However, you’re not guaranteed that there won’t be any flight price increases, delays or even cancellations. So please be sure to check your holiday insurance covers you for things like cancellations, or you’ll be left without any protection against potential losses and delays.
Looking at data from estate agents is always a good benchmark to see how the industry is developing. In one recent survey an estate agent surveyed 1200 customers to get their views on how Brexit has affected their moves. Out of these 1200 customers 13% of them had cancelled their moves becuase of Brexit.
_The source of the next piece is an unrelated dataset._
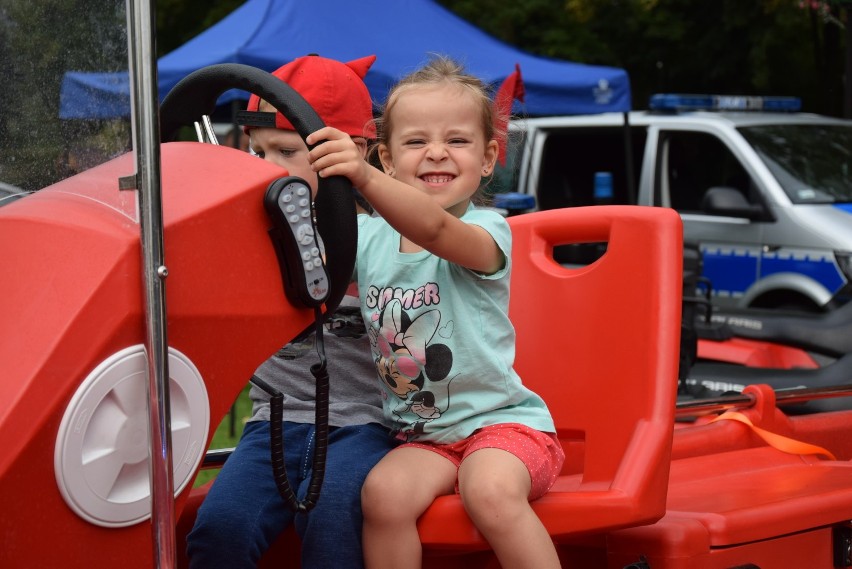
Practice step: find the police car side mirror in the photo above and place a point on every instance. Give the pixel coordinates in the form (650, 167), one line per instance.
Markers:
(723, 200)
Moving to online esate agents ReallyMoving.com looked at a total of 115,388 estimates they had sent out. In the estimates provided, moving from the UK to the EU estimates were down to 23% in 2019, compared to 42% in 2016. Looking at the reverse, going from the EU into the UK, they were also down to a figure of 22% compared to 66% in 2016. A huge drop on both counts and subtle sign that the immigration campaign certainly affected people’s perception of the UK as a whole.
If we take a look at search results from Google Trends since Brexit was announced we can see some interesting removal trends. There was a remarkable increase in searches for “getting an irish passport” and “moving to Gibralter“.
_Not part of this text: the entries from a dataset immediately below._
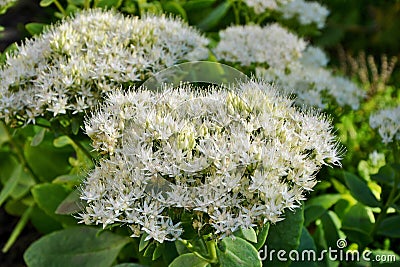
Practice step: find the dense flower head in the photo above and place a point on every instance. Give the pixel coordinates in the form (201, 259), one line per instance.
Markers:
(71, 65)
(387, 121)
(5, 4)
(272, 45)
(314, 86)
(306, 12)
(260, 6)
(232, 158)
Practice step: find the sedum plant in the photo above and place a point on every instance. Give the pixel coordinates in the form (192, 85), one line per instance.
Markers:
(71, 65)
(277, 55)
(213, 161)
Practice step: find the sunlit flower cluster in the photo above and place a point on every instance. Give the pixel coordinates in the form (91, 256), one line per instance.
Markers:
(260, 6)
(387, 121)
(282, 57)
(72, 64)
(232, 158)
(314, 86)
(272, 45)
(306, 12)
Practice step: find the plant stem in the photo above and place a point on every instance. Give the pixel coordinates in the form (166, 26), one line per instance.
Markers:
(391, 199)
(86, 4)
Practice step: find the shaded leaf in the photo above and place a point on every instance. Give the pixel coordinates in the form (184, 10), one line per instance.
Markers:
(49, 197)
(307, 251)
(360, 190)
(262, 236)
(189, 260)
(71, 204)
(237, 252)
(44, 3)
(17, 229)
(247, 234)
(285, 235)
(10, 184)
(76, 246)
(390, 227)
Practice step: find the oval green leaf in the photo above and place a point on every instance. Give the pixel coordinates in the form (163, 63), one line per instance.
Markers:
(189, 260)
(77, 246)
(237, 252)
(390, 227)
(360, 190)
(285, 235)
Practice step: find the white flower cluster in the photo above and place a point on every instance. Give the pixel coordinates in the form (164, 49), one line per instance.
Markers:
(387, 121)
(272, 44)
(314, 86)
(260, 6)
(306, 12)
(230, 158)
(72, 64)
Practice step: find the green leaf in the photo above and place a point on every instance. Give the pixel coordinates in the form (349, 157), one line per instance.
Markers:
(247, 234)
(70, 179)
(237, 252)
(71, 204)
(390, 227)
(17, 229)
(385, 175)
(357, 224)
(360, 190)
(76, 246)
(129, 265)
(262, 236)
(312, 213)
(285, 235)
(43, 222)
(45, 3)
(189, 260)
(307, 251)
(35, 28)
(10, 184)
(158, 251)
(359, 216)
(47, 161)
(387, 258)
(49, 197)
(331, 226)
(197, 5)
(325, 201)
(215, 16)
(38, 138)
In 2016 there was a surge in searches asking “what is the EU?” which gradually increased until June 24 when it peaked, surprisingly enough the day after the UK voted to leave the UK.
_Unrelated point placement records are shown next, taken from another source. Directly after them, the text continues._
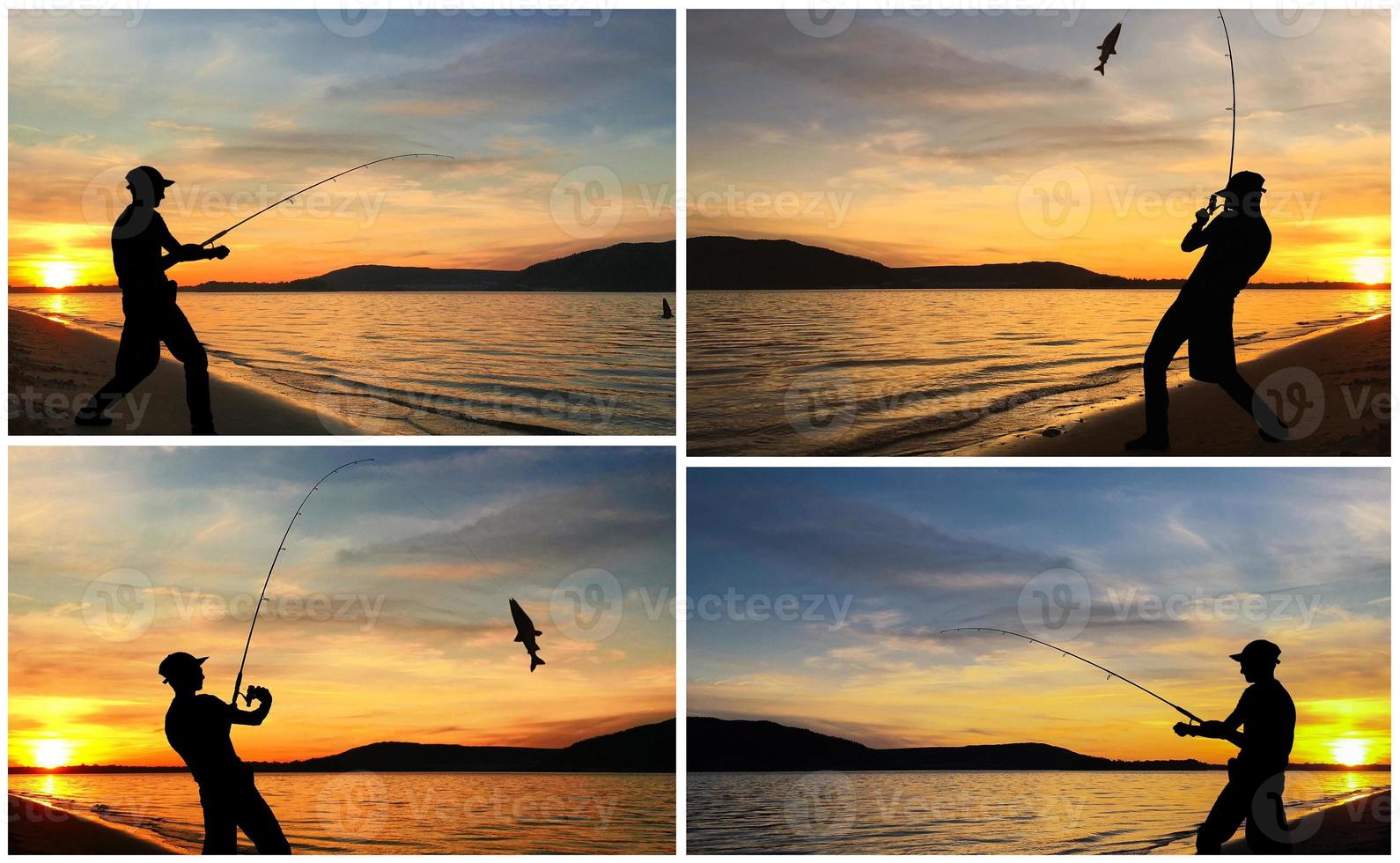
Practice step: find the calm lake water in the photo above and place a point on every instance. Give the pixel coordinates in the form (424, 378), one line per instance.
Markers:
(994, 813)
(399, 813)
(923, 372)
(437, 363)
After 2016 these type of searches began to die down only to make a resurgence at the start of 2019 as the deadline loomed closer. What is really interesting is that search terms like “immigration” were searched a lot more than search terms such as “uk economy” or “eu economy“. This demonstrates that our new Prime Minister Boris Johnson’s Brexit campaign based on immigration rather than the economy certainly worked.
Looking at more relevant moving searches, there was a huge spike on June 24 of people search UK move to Spain, France, Amercia & Italy (in that order). So for the Removal Industry it would come as no surprise that the overseas market exploded in the second half of 2016.
Unfortunately since then things have gradually declined, and now those that were looking to move, are hanging on waiting to find out the result of Brexit before they make their move, literally. If we look at the amount of searches to move abroad we’ve now actually declined to pre-2014 levels of searches.
Overall I think it’s very clear that Brexit has indeed affected the Removal Industry, and not in a positive way. Not only are the public alone and unsure as to what might happen next, but the Removals Industry (and quite a few other industries) are too. Now that Mr Johnson is the PM we can only hope he delivers what he has promised, or we can expect more disappointment and uncertainty in the Removals Industry for a few years yet.